Yesterday we began our Christmas adventure by almost buying the biggest turkey on the planet. Our farm store informed us via email (which seems wrong somehow because our farm is run by Mennonites and I thought they were like the Amish and technology was banned) that the turkeys were running a little large this year and they would "understand if we wanted to cancel."
Dave and Janine afraid of a pumped up turkey? I don't think so, my friends. We bravely drove our Zip Car over the to the store, properly prepared with my extra large tote bag and empty egg carton to recycle because I am so evolved in that save the planet kind of way, as you may or may not know.
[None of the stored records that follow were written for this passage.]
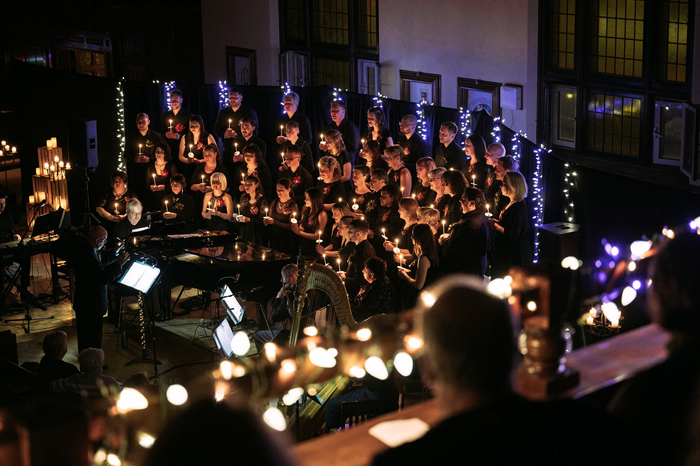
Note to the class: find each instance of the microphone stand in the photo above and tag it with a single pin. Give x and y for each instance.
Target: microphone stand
(27, 313)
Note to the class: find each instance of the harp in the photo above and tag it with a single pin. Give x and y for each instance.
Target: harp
(321, 301)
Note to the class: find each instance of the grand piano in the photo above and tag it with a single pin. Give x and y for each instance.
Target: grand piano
(200, 260)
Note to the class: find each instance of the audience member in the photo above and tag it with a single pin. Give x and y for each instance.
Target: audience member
(187, 439)
(89, 382)
(52, 366)
(467, 360)
(660, 405)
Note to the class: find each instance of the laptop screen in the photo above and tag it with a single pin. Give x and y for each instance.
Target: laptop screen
(232, 305)
(223, 335)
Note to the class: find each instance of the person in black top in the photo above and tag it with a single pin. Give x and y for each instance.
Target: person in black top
(414, 147)
(175, 124)
(376, 296)
(291, 113)
(454, 185)
(294, 139)
(52, 366)
(422, 191)
(160, 170)
(354, 278)
(346, 128)
(228, 123)
(330, 185)
(300, 178)
(191, 151)
(336, 149)
(505, 164)
(139, 151)
(512, 247)
(448, 154)
(247, 138)
(464, 247)
(378, 130)
(477, 170)
(134, 223)
(493, 184)
(178, 206)
(92, 274)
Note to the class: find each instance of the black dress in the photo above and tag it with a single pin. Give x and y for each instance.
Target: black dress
(464, 250)
(512, 246)
(155, 198)
(424, 195)
(281, 236)
(255, 230)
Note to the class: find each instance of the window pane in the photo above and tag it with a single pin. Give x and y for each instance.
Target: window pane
(616, 37)
(673, 39)
(330, 21)
(334, 73)
(367, 34)
(613, 123)
(563, 32)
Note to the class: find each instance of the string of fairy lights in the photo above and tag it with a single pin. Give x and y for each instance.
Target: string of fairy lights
(121, 125)
(223, 94)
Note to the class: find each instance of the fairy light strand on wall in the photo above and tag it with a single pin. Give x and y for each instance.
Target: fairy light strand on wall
(169, 86)
(223, 94)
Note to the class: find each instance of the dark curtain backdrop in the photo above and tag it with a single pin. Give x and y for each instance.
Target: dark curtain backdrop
(606, 205)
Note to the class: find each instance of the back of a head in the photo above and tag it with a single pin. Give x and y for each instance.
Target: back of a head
(468, 335)
(205, 433)
(674, 296)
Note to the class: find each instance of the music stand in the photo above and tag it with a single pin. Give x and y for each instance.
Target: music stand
(141, 277)
(22, 254)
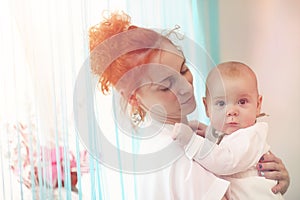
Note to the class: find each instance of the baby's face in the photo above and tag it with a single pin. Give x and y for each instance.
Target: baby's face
(233, 103)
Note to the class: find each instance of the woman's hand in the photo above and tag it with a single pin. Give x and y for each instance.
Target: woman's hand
(273, 168)
(198, 127)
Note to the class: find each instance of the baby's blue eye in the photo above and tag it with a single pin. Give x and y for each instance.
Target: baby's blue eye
(164, 89)
(242, 101)
(220, 103)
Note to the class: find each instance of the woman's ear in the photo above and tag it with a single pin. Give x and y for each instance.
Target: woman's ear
(133, 101)
(204, 99)
(259, 103)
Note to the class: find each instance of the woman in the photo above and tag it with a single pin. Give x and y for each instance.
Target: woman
(150, 75)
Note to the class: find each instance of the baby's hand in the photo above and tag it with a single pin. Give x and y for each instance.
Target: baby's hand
(182, 133)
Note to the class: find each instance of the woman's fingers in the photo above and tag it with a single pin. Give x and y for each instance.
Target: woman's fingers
(273, 168)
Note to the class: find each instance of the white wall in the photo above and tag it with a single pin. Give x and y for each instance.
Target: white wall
(266, 36)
Anyway, we boldly marched up to the counter and verified our identification by telling the counter clerk our name. She then went out back as we waited with barely-able-to-contain anticipation. Ok, I kind of didn't really contain very well it as I might have squealed a little.
She eventually came through the door again with a very very very large parcel. This, people, was our turkey, our massive, Guinness World Records worthy turkey, the Mr T. of Birds. No, really, someone, somewhere said "I pity the fool who tries to cook this turkey." I'm not kidding, someone must have said that.
In the moments that followed, including the moment that the turkey was put on a scale and the scale (not easily fooled) refused to register the weight, I started to worry. I mean the leg on this turkey looked like a human leg, and that thought make me feel a little nauseous .
I started thinking about what time I would have to get up with the turkey in order for it to be done on time. I started worrying about being left alone in the kitchen with that turkey at 3:00 am - seriously that leg could knock me unconscious and/or possible kill me instantly or leave me brain damaged and bruised at least. I began to sweat.
After it was decided (best guess ) that the turkey weighed approximately 32 pounds, I had serious, serious reservations. Dave picked up the turkey (he's been working out lately) and we went to the corner to have a conference. I thought about our modest sized refrigerator, our great, but not giant oven, all those leftovers, as well as the previously mentioned scary--revenge seeking-dead-thing factor.
The clerk, sensing our reservations offered to see if there was another smaller turkey we could swap for. Not even a half second passed before I said yes. She suggested that perhaps they could cut Mr. T in half and sell 2 half-turkeys. I told her that was a great idea, knowing full well that even half that turkey could chase you down and bash your head in if he wanted to. Let's face it, this turkey escaped Thanksgiving. Surely he was a perfectly acceptable size back then. This was one smart bird, a sly, cunning mutant version of the usual dumb-ass variety.
Luckily there happened to be a less intimidating 27 pounder in the back and we gladly said yes and promptly secured him into our car seat which was safety approved for children weighing 20-40 pounds.
So, Merry Christmas Mr. T. Hope you enjoy wherever you end up, whether whole or in pieces. I'm sure, if you had come home with us - and after I wrestled you into the roaster and you realized you were behind the wheel of the Mercedes of all Roasters you would have accepted your fate, and gone towards the light without a struggle.
But still, I'm glad you're not here because you creeped me out.